The first London edition appeared in 1852 and sold 200,000 copies. “Anything in such universal demand has never been known in the history of literature. Many booksellers aver that they are selling nothing else, the trade for the time being seemingly centred in this one book, which, unlike almost all others, presents equal attractions to both old and young,” reported the Sheffield Independent.

It was a brave move by John Banks, and one that probably raised a few eyebrows.

Very little is known about Uncle Tom’s Cabin and by the 1860s had been let out to another tenant before disappearing.

However, Uncle Tom’s Cabin had another claim to fame.

In 1857, a new lodge in connection with the Loyal Order of Ancient Shepherds – Ashton Unity, was formed at the house of John Banks, under the sign of Uncle Tom’s Cabin.

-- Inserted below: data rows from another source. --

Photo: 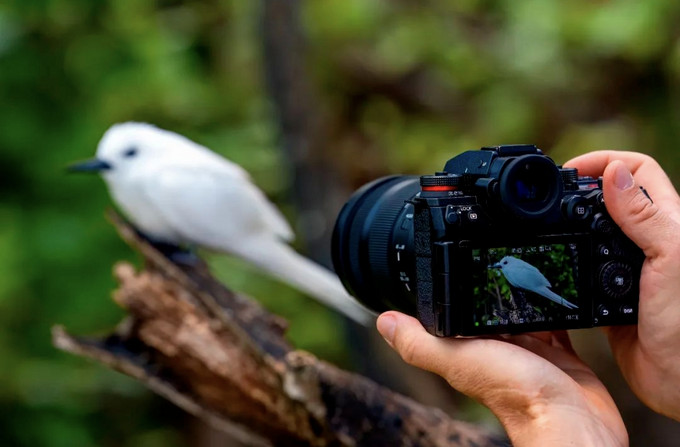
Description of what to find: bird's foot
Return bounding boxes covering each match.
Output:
[135,229,201,267]
[165,249,201,267]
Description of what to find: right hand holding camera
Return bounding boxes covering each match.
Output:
[565,151,680,420]
[378,151,680,445]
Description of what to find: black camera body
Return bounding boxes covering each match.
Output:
[333,145,644,336]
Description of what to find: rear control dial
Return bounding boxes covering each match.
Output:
[600,261,633,299]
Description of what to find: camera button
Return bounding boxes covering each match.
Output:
[597,244,612,257]
[564,196,590,221]
[592,213,614,234]
[597,305,609,317]
[619,304,635,315]
[445,205,460,225]
[600,261,633,299]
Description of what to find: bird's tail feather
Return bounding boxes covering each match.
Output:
[232,239,375,325]
[539,287,578,309]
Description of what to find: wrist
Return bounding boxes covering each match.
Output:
[497,405,628,447]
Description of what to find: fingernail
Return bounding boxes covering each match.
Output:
[377,315,397,345]
[614,163,635,191]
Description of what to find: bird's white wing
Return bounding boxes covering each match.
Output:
[137,166,372,324]
[141,164,293,252]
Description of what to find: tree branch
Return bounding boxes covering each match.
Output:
[53,213,507,446]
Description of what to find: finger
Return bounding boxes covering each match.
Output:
[564,151,680,214]
[603,160,680,257]
[377,312,563,410]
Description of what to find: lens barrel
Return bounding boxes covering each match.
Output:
[332,176,420,315]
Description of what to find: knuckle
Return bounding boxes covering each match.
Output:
[628,192,661,225]
[397,333,419,366]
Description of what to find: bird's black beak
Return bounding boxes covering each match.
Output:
[67,158,112,172]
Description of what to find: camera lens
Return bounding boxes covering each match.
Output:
[332,176,420,315]
[499,155,564,219]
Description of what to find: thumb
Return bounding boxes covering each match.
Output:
[603,160,677,257]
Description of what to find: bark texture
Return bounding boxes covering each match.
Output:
[53,213,507,447]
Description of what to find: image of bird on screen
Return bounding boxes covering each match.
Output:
[492,256,578,309]
[473,244,579,326]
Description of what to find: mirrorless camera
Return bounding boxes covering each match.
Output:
[332,145,644,337]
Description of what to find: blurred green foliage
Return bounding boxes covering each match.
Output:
[0,0,680,446]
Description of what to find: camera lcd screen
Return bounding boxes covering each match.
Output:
[471,243,583,332]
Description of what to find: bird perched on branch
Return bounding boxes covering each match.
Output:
[71,122,372,324]
[491,256,578,309]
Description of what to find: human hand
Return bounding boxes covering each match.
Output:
[565,151,680,420]
[377,311,628,447]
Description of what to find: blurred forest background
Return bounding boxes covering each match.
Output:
[0,0,680,447]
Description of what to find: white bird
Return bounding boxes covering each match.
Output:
[71,122,373,324]
[491,256,578,309]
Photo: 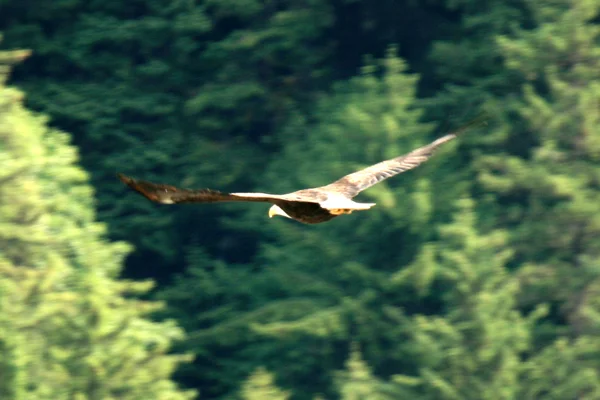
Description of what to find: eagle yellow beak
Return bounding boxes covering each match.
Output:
[269,204,292,218]
[269,206,277,218]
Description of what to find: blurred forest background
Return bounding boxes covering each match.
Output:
[0,0,600,400]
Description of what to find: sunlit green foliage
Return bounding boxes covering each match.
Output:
[0,0,600,400]
[0,53,193,400]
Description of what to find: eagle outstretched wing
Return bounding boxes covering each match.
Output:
[321,115,487,198]
[117,174,318,204]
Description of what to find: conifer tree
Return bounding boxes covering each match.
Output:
[0,45,193,400]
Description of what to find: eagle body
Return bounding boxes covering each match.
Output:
[118,117,484,224]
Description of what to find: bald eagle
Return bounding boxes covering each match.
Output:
[118,117,483,224]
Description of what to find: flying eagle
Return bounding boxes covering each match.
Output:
[118,117,482,224]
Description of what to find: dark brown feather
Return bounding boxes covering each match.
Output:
[117,174,277,204]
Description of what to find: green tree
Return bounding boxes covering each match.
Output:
[0,47,193,400]
[392,199,546,399]
[241,368,289,400]
[479,0,600,336]
[0,0,332,276]
[159,49,482,398]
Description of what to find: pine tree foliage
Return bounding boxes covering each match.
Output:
[0,50,193,400]
[481,1,600,335]
[0,0,332,270]
[241,368,289,400]
[393,199,546,399]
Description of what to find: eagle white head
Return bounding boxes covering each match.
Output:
[269,204,292,218]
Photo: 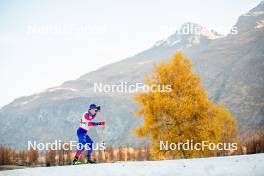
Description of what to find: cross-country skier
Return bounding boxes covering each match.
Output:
[73,104,105,165]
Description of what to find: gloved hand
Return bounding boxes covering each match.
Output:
[99,122,105,126]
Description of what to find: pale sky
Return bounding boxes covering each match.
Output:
[0,0,260,107]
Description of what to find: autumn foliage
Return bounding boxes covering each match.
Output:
[135,53,237,159]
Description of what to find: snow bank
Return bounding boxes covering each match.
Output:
[0,154,264,176]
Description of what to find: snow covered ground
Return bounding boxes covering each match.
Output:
[0,154,264,176]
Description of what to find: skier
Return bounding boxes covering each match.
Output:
[73,104,105,165]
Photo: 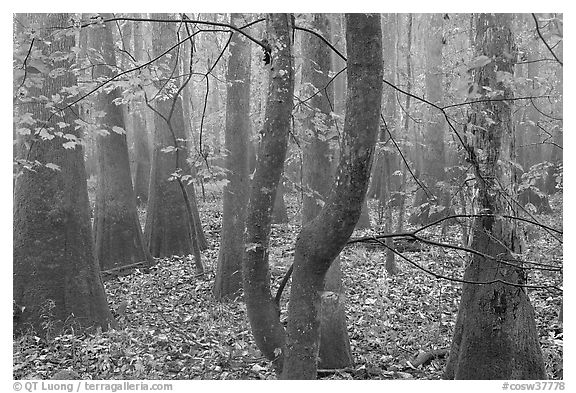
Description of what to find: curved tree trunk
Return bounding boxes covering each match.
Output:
[282,14,383,379]
[213,14,251,300]
[242,14,294,373]
[302,14,352,369]
[445,14,546,379]
[88,12,154,270]
[13,14,114,333]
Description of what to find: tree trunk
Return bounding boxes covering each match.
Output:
[445,14,546,379]
[411,14,449,224]
[131,14,150,204]
[272,182,290,224]
[396,14,414,232]
[242,14,294,373]
[88,12,154,270]
[302,14,352,369]
[13,14,114,333]
[144,15,203,273]
[282,14,383,379]
[213,14,251,300]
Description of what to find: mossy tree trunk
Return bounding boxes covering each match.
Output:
[144,14,204,273]
[88,15,153,270]
[13,14,114,333]
[445,14,546,379]
[242,14,294,374]
[213,14,251,300]
[302,14,352,369]
[131,14,150,204]
[282,14,383,379]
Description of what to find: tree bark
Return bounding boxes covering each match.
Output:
[445,14,546,379]
[144,15,203,273]
[302,14,352,369]
[13,14,115,333]
[242,14,294,373]
[131,14,150,204]
[213,14,251,300]
[88,15,154,270]
[282,14,383,379]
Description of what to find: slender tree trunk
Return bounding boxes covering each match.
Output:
[131,14,150,204]
[282,14,383,379]
[213,14,251,300]
[396,14,413,232]
[242,14,294,373]
[411,14,449,224]
[377,14,399,275]
[88,12,154,270]
[145,15,203,273]
[445,14,546,379]
[272,182,290,224]
[302,14,352,369]
[13,14,114,333]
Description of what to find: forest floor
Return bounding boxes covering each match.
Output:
[13,185,563,380]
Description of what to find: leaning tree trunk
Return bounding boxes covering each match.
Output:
[13,14,114,332]
[213,14,251,299]
[445,14,546,379]
[144,15,204,273]
[88,15,153,270]
[242,14,294,374]
[282,14,383,379]
[302,14,352,369]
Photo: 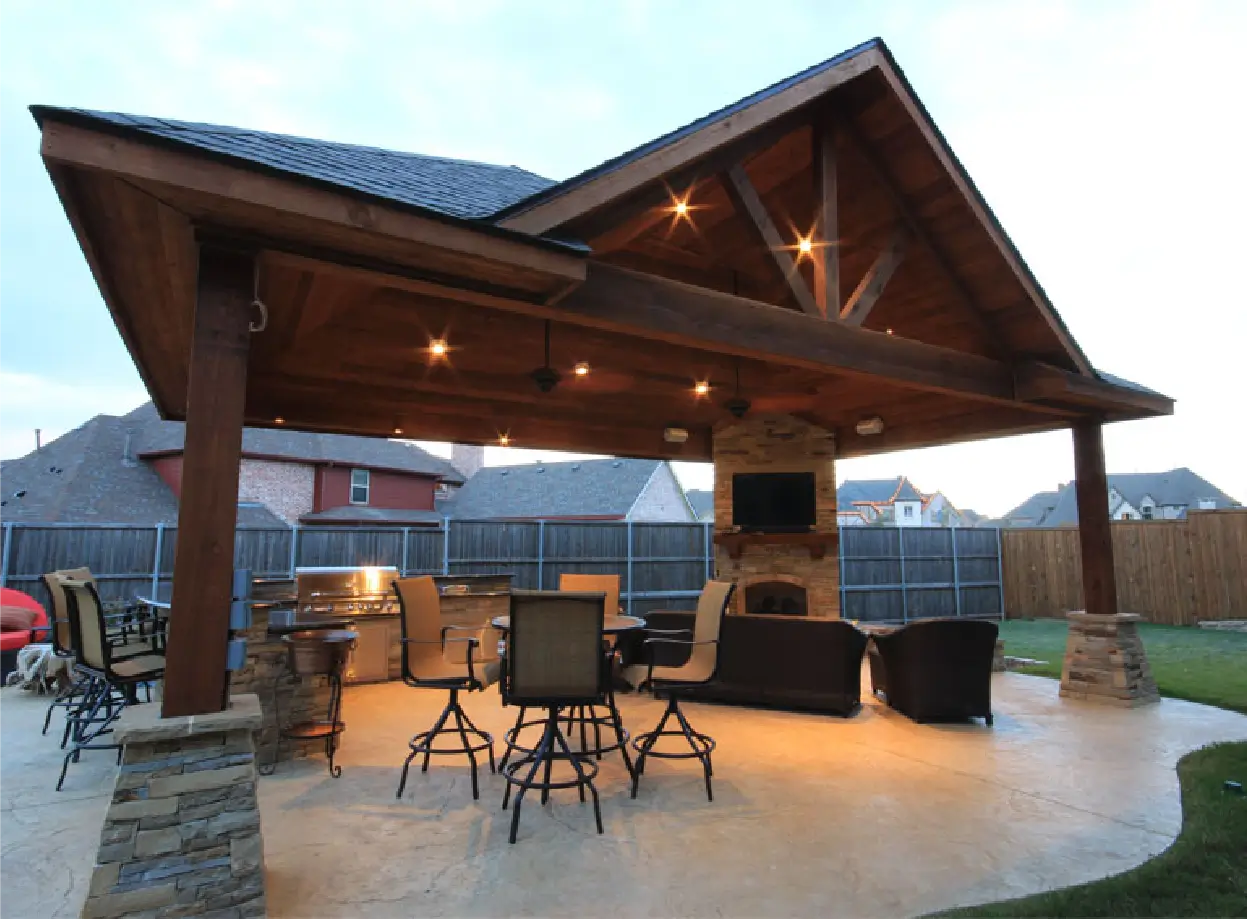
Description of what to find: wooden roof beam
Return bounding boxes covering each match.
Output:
[835,115,1000,343]
[840,227,909,325]
[723,163,827,317]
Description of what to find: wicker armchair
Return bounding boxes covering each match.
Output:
[503,591,610,843]
[394,575,499,799]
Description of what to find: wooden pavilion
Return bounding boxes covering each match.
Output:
[32,40,1172,716]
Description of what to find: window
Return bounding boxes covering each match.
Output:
[350,469,372,504]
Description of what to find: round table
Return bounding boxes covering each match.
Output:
[489,616,645,635]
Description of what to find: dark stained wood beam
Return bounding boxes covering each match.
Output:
[723,163,827,315]
[161,246,254,717]
[835,116,1000,347]
[813,120,840,319]
[1014,362,1173,416]
[840,229,909,325]
[1074,419,1117,616]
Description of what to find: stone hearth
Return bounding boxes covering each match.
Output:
[713,415,840,618]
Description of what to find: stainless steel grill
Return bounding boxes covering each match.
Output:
[294,566,399,618]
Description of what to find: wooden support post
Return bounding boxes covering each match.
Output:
[813,121,840,319]
[161,243,254,718]
[1074,420,1117,616]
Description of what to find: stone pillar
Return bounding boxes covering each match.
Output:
[82,696,266,919]
[1061,419,1160,706]
[1061,612,1160,707]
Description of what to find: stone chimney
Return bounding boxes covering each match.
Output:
[450,444,485,479]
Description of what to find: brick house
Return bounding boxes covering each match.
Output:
[0,403,464,526]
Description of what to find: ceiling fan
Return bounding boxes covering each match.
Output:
[529,319,562,393]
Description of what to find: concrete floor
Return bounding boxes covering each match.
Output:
[7,673,1247,918]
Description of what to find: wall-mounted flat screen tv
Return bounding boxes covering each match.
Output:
[732,473,817,532]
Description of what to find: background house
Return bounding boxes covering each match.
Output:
[441,459,697,522]
[0,403,463,526]
[1000,466,1240,526]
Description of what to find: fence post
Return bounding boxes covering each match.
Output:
[537,520,545,590]
[626,520,632,616]
[291,524,299,577]
[152,524,165,600]
[996,526,1005,622]
[897,526,909,622]
[948,526,961,618]
[0,520,12,587]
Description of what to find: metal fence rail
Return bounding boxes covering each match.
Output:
[0,520,1004,622]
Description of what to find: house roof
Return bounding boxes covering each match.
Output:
[0,410,286,527]
[31,106,563,221]
[127,403,464,484]
[1005,466,1238,526]
[299,504,443,526]
[685,489,715,520]
[835,475,923,506]
[446,459,663,520]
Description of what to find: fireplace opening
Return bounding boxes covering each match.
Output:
[744,581,809,616]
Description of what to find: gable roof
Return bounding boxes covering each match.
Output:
[0,413,286,527]
[835,475,923,506]
[445,459,663,520]
[31,106,554,221]
[1005,466,1238,526]
[685,489,715,520]
[127,403,464,484]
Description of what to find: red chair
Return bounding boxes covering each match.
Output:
[0,587,50,685]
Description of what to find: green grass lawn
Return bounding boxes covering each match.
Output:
[939,738,1247,917]
[940,620,1247,917]
[1000,620,1247,713]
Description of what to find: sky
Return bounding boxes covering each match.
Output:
[0,0,1247,515]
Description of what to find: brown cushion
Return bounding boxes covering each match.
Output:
[0,606,35,632]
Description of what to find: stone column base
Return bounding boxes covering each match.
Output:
[82,696,266,919]
[1061,612,1161,707]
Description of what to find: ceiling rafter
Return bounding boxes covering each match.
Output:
[840,227,909,325]
[723,162,826,317]
[835,113,1001,347]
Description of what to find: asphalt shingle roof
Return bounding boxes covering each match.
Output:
[835,475,923,508]
[130,403,464,484]
[0,410,286,527]
[31,106,554,219]
[446,459,662,520]
[1005,466,1238,526]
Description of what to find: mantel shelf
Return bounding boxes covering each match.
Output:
[715,532,839,560]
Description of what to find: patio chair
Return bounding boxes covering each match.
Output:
[393,575,499,799]
[556,574,627,759]
[632,581,736,801]
[870,618,999,727]
[503,591,610,843]
[56,577,165,791]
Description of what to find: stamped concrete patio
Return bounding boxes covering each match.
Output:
[7,673,1247,919]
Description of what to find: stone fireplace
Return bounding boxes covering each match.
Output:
[713,415,840,618]
[739,575,809,616]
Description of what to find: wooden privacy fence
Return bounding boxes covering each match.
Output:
[0,520,1001,622]
[1001,510,1247,626]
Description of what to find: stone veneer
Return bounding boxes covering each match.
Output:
[229,609,329,766]
[1061,612,1160,707]
[713,415,840,618]
[82,696,266,919]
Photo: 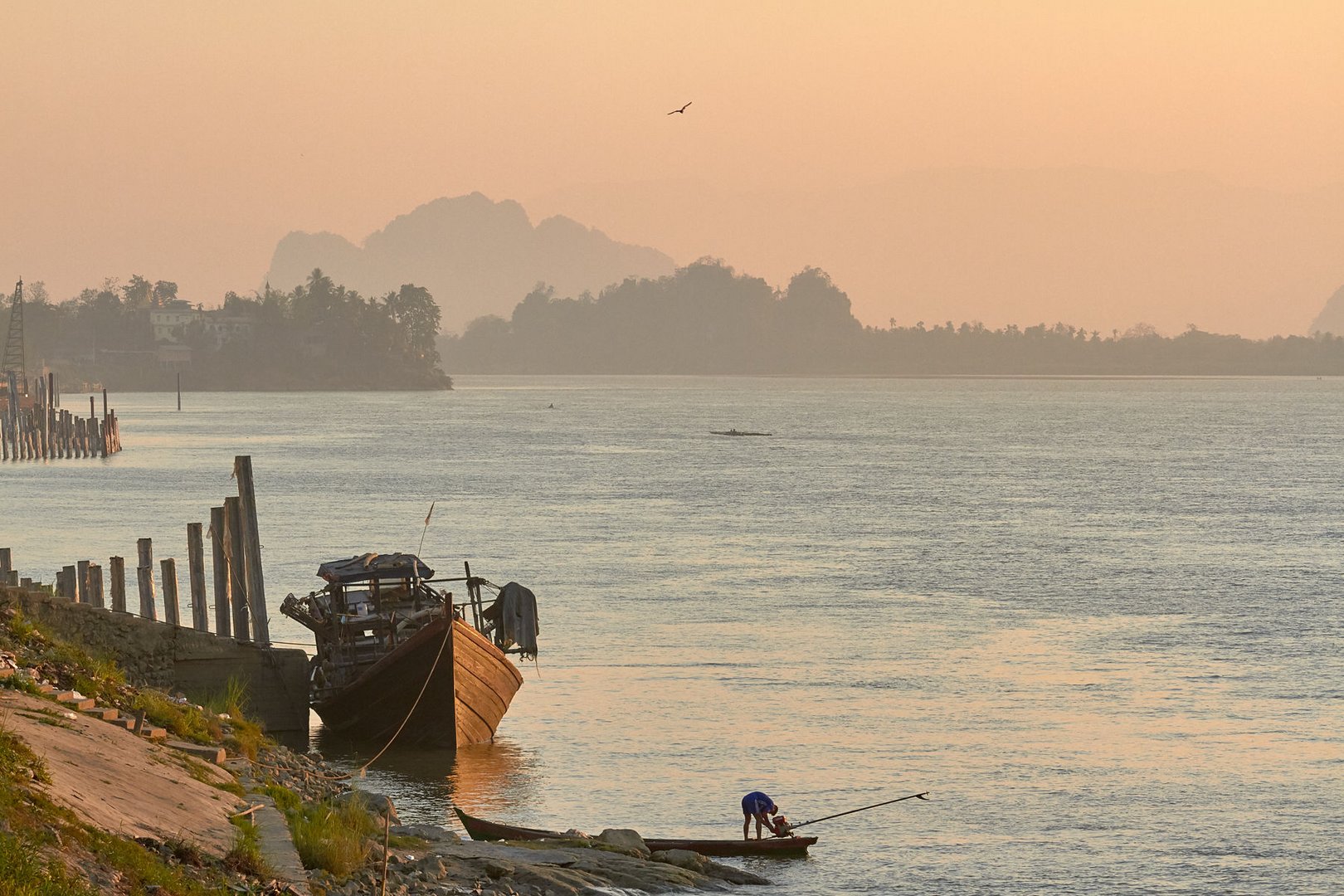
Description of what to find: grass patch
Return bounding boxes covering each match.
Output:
[80,827,219,896]
[0,833,98,896]
[130,688,225,744]
[200,675,267,762]
[262,785,304,818]
[225,818,270,877]
[285,801,382,877]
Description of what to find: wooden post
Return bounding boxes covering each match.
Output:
[234,454,270,647]
[89,562,108,610]
[108,558,126,612]
[187,523,210,631]
[158,558,178,626]
[225,497,251,642]
[136,538,158,619]
[210,506,232,638]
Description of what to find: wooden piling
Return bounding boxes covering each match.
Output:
[187,523,210,631]
[89,562,108,610]
[234,454,270,647]
[108,558,126,612]
[75,560,89,603]
[210,506,232,638]
[136,538,158,619]
[225,497,251,642]
[158,558,180,626]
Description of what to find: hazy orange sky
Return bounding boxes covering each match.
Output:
[0,0,1344,334]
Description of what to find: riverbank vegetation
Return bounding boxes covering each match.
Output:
[440,260,1344,376]
[19,270,451,391]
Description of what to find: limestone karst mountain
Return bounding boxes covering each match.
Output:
[1307,286,1344,336]
[266,193,674,334]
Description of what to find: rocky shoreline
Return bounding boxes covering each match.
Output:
[245,747,770,896]
[0,596,769,896]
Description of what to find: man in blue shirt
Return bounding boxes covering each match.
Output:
[742,790,780,840]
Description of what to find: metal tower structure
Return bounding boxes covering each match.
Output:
[0,278,27,382]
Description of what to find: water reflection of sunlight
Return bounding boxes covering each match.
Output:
[313,728,540,825]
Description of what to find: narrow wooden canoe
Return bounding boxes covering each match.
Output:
[453,806,817,857]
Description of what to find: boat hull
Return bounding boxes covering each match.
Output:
[453,806,817,857]
[313,618,523,747]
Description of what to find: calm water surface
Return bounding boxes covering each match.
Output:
[0,377,1344,894]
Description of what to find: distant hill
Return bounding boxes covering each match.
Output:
[528,168,1344,337]
[266,193,676,334]
[1307,286,1344,336]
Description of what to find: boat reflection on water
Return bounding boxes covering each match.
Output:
[312,727,540,830]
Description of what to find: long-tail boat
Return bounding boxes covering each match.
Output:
[453,806,817,857]
[280,553,538,747]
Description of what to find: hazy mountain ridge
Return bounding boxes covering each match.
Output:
[1309,286,1344,336]
[266,192,674,332]
[529,167,1344,336]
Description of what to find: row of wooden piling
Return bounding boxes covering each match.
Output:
[0,390,121,460]
[0,457,270,646]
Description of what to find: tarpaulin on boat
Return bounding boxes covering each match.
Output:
[317,553,434,583]
[481,582,542,657]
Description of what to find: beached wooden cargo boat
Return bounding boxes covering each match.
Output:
[453,806,817,857]
[280,553,538,747]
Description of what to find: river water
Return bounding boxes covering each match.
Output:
[0,377,1344,894]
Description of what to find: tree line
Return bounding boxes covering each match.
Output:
[16,269,451,390]
[440,260,1344,376]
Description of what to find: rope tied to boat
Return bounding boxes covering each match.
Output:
[359,605,453,778]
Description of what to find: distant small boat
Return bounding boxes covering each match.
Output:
[453,806,817,855]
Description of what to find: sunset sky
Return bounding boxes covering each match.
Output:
[0,0,1344,336]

This strange society had been formed on Christmas Day 1826, when several groups came together to create a mutually beneficial society. It came into existence in consequence of the refusal of the officers of the Manchester Unity to permit the opening of an additional lodge in Ashton-Under-Lyne.

The aim of the Order of Ancient Shepherds was “To relieve the sick, bury the dead, and assist each other in all cases of unavoidable distress, so far as in our power lies, and for the promotion of peace and goodwill towards the human race.”

They drew their mythology from biblical sources, emphasising pastoral aspects of mutuality that could be exercised for and by members of the lodge.

The pioneers attached importance to regalia and symbolism. When completing lodge business all members had to wear aprons made of lambskins with the wool on. The Chief Shepherd was to wear a mantle. Guardians were decorated with sheep shears, and to wear broad brimmed hats, and the Minstrel was to carry a harp, an imitation of the Biblical shepherd David.

In 1829 it was designated the Loyal Order of Ancient Shepherds. Loyal referring to the Crown, and Shepherds referring to the nativity of Jesus.

Loyal Order of Ancient Shepherds. A photograph of typical regalia. Sadly, not in Sheffield, but taken at Springhills, Shotts, about 1896. Image: North Lanarkshire Council

Shepherdry was introduced into Sheffield with the Shepherd’s Care Lodge in 1852. It was followed by the opening of the Sir Colin Campbell Lodge in 1853 and afterwards several other lodges, including Uncle Tom’s Cabin, opened.

It held its national AGM at the Cutlers’ Hall in 1867 and at the Church Institute in 1886. It survived in Sheffield until 1930 when all the Sheffield District lodges transferred to the City of Leeds District.

Interestingly, the society still exists, and became Shepherds Friendly in the 1990s, now offering Isas, investments, life insurance and income protection.